O que você faria se os médicos dissessem que seu bebê talvez só sobrevivesse por três dias? Foi após uma gestação absolutamente normal e parto cesariano sem intercorrências que essa informação em forma de sentença caiu como uma bomba sobre a economista, Junia Cristina Fernandes. Ela já era mãe de Pedro, diagnosticado com autismo severo, e acabava de dar luz à Maria Julia, que chegava ao mundo tendo partes do corpo sem o revestimento e a proteção da pele. O motivo, a mãe só soube mais tarde. Tratava-se de uma doença congênita, tão rara quanto cruel: Epidermólise Bolhosa Distrófica Recessiva. Passados três anos, no entanto, nasce A Borboleta Maju, livro de Junia que chega para celebrar o aniversário e a vida da filha, contando um pouco da sua trajetória marcada por luta, dor e também muitas conquistas.
Escrito a partir da perspectiva da menina, o livro é voltado para o público adulto, tem o selo da Páginas Editora e marca a estreia de Junia como escritora. De forma leve e quase lúdica, a mãe-autora revisita momentos marcantes – como o diagnóstico, o tratamento experimental e o transplante de medula óssea -, para falar de esperança, empatia e amor incondicional. “Eu quis me colocar na pele da minha filha para convidar as pessoas a passearem pelo nosso universo, conhecerem mais sobre a doença e, principalmente, para dizer a elas que nunca desistam dos seus sonhos”, afirma.

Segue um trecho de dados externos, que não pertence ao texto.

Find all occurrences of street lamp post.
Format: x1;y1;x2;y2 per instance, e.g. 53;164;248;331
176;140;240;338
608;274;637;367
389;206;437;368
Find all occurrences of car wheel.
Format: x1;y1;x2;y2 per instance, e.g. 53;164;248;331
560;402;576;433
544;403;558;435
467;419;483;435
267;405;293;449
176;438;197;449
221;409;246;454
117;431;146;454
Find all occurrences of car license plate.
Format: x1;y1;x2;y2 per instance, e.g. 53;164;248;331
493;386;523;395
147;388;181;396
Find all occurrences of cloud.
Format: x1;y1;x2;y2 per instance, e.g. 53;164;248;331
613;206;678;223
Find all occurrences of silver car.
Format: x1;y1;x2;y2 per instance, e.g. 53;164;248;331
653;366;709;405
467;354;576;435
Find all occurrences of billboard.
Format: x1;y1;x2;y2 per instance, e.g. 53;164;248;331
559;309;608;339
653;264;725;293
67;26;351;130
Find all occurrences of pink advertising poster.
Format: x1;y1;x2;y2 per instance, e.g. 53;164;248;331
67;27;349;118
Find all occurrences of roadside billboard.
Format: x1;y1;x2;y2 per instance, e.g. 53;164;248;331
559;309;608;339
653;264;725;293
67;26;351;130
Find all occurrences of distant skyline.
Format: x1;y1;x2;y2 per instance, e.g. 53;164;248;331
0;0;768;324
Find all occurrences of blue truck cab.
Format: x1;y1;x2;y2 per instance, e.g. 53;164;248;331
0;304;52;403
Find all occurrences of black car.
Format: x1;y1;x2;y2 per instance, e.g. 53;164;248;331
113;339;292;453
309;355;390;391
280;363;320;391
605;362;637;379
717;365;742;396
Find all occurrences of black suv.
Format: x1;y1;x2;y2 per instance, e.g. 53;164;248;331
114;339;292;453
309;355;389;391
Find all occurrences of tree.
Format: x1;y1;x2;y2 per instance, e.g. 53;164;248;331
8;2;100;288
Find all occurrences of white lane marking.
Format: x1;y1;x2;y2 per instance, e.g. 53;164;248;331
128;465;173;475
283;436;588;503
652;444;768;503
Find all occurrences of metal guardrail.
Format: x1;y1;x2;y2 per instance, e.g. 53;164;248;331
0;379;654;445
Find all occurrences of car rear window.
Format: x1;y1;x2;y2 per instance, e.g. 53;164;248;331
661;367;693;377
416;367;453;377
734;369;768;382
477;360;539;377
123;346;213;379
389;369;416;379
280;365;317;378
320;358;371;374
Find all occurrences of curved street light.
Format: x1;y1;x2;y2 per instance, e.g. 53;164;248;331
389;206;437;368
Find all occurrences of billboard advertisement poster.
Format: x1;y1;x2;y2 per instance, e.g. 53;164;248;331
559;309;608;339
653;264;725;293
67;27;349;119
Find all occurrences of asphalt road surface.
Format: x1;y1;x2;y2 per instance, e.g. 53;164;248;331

Casulos e sonhos – O título “A Borboleta Maju” é uma alusão a uma das principais características da epidermólise bolhosa. Crianças que nascem com E.B. são chamadas bebês-borboletas devido à pele extremamente frágil e a formação constante de bolhas que, com o tempo, chegam a comprometer a forma e função de partes do corpo, como unhas, dedos, pés e mãos. Mas borboletas são para voar – assim como os sonhos. Por isso, essa é uma história, sobretudo, de coragem, superação e engajamento. O livro conta sobre os inúmeros casulos em forma de hospital, os anjos disfarçados de profissionais da saúde, as batalhas para conscientização sobre a doença, mudar leis e buscar atendimento adequado a todos os pacientes de E.B, além do desejo mais genuíno de, enfim, poder levar uma vida normal numa casa vermelha com quarto azul.
Maju, como é carinhosamente chamada, é popular na mídia e nas redes sociais. Sua história, desde cedo, despertou a empatia e a solidariedade de celebridades, como a influencer, Bella Falconi, que assina o prefácio do livro. Quem também chancela a obra é Tatiana Dias Paulucci – enfermeira, mestre em Saúde Pública e especialista em Epidermologia Hospitalar, que conheceu Maria Júlia ainda bebê, quando ela veio transferida da maternidade de Pirapora, no Norte de Minas, para o Hospital das Clínicas da UFMG, em Belo Horizonte. Assim como uma legião de seguidores, Bella e Tatiana acompanham de perto todo susto, cada nova internação e a coleção de vitórias nesses três anos de vida da menina.
“Ainda vivemos um dia de cada vez, mas hoje temos muito mais a agradecer”, conta a mãe-autora, que no livro também relata sua fé e não se cansa de repetir, como num mantra, que ‘o Amor vence a dor’. Com a experiência materna de dois filhos especiais, Junia é estreante com os livros mas é daquelas pessoas que sabem colocar um pouco de leveza em tudo. Além de conduzir o leitor pelo olhar da filha, sua narrativa se articula em capítulos curtos e não lineares. Outra estratégia são as ilustrações de Délcio Almeida, feitas em nanquim e outras técnicas manipuladas digitalmente a partir de fotografias do acervo pessoal da família. Tudo isso traz à obra um tom de suavidade, sem deixar de lado a densidade e a complexidade do tema central: uma criança, de saúde extremamente frágil, com muita vontade de viver e uma mãe que não conhece a palavra impossível.